Families and community partners will join in the 50th anniversary celebrations in a variety of ways from events to social networking.
“Those in our community with disabilities and their families benefit from Vanderbilt Kennedy Center research, training, and service,” said Donna Eskind, chair of the VKC Leadership Council. “At the same time, they are the Center’s partners. Without them, the Center could not carry out its mission.”
50th Anniversary Kick-Off
“The Future of Disability Policy” is the topic of the annual VKC Martin Luther King Jr. Commemorative Lecture, which will be presented Wed. Jan. 21, 4 p.m., by Andy Imparato, J.D., executive director of the Association of University Centers on Disabilities.
As a disability rights lawyer and policy professional with more than two decades of experience in government and advocacy roles, Imparato has worked with bipartisan policymakers to advance disability policy at the national level in the areas of civil rights, workforce development, and disability benefits. Prior to joining AUCD, he was senior counsel and disability policy director for Senator Tom Harkin on the U.S. Senate Committee on Health, Education, Labor and Pensions.
Join us for the lecture and afterwards for birthday cake. The event is free and open to the public, but registration is requested; register here.
50th Anniversary Website
A dynamic 50th Anniversary website launches in January for viewing throughout 2015. Experience the VKC over 5 decades in the context of the national Disability Rights Movement through the VKC Timeline and Gallery.
Read brief Reflections from families, trainees and students, researchers, educators, and disability and other professionals about ways in the VKC has facilitated discoveries and best practices that make positive differences in the lives of persons with intellectual and developmental disabilities—the Center’s mission. We invite you to submit your own Reflection.
Multimedia links connect to selected brief videos to see the work of the VKC in action. A special feature is the 1971 film “A Time to Learn,” which documented the Toddler Research and Intervention Project that set the national stage for inclusive early childhood education.
Support from friends of the VKC is vital to the Center’s ability to continue to innovate. “Matthew’s Story” shows how VKC programs from toddler to teen to young adult have opened doors. Whether you could give $5, $50, $500 or more, please consider giving in 2015.
Preview of 2015 Anniversary Events
Timothy Shriver, chairman and CEO of Special Olympics International, will speak at a 50th anniversary community-wide celebration in Spring 2015. He is the author of the recently published Fully Alive: Discovering What Matters in Life.
“Tim Shriver is the perfect speaker for our 50th anniversary,” said Christine Sartain, chair of the VKC Community Advisory Council. “Not only is he the next generation of the Kennedy/Shriver family, who have been such a significant part of the Center’s history, but he truly values individuals with intellectual and developmental disabilities—and he motivates others to change attitudes and expand opportunities.”

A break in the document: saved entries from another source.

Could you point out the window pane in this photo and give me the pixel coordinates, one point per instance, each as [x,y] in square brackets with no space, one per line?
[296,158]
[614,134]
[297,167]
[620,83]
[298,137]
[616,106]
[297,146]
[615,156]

The Convocation to celebrate the founding of the John F. Kennedy Center at Peabody College was held on May 29, 1965, the birthday of President Kennedy. Present at the Convocation were Rose Kennedy, Eunice Kennedy Shriver, and Sargent Shriver. Mrs. Shriver was present at the Dedication of the two Center buildings in June 1968, and the Shrivers were again present when the Center celebrated its 30th anniversary.
Coming in Fall 2015 is the Center’s annual Science Day, which will be a 50th anniversary celebration of research discoveries and how the field of intellectual and developmental disabilities research has progressed over the five decades.
“We anticipate having a keynote presentation by a special guest from the National Institutes of Health,” Dykens said, “and I’ll be joined by a panel of some of the Center’s former directors as we discuss how the landscape has changed and what’s needed for the future.”
Founding Vision and the Future
At the Convocation marking the Center’s founding, the Center’s first director, noted child psychologist Nicholas Hobbs, said, “Our identification with the name John F. Kennedy will demand the best of each of us: a sense of the possible, faith in what [humans] can become, vision in planning, courage in execution, excellence in all we do . . . .To the Kennedy family, to our colleagues in science and education, to the people of this community, this region, this nation, who cherish now this name in common heritage, we pledge: We shall be worthy of this trust.”
“For 50 years we have indeed acted to be worthy of this trust,” Dykens said, “and we pledge to do so for the next 50 years.”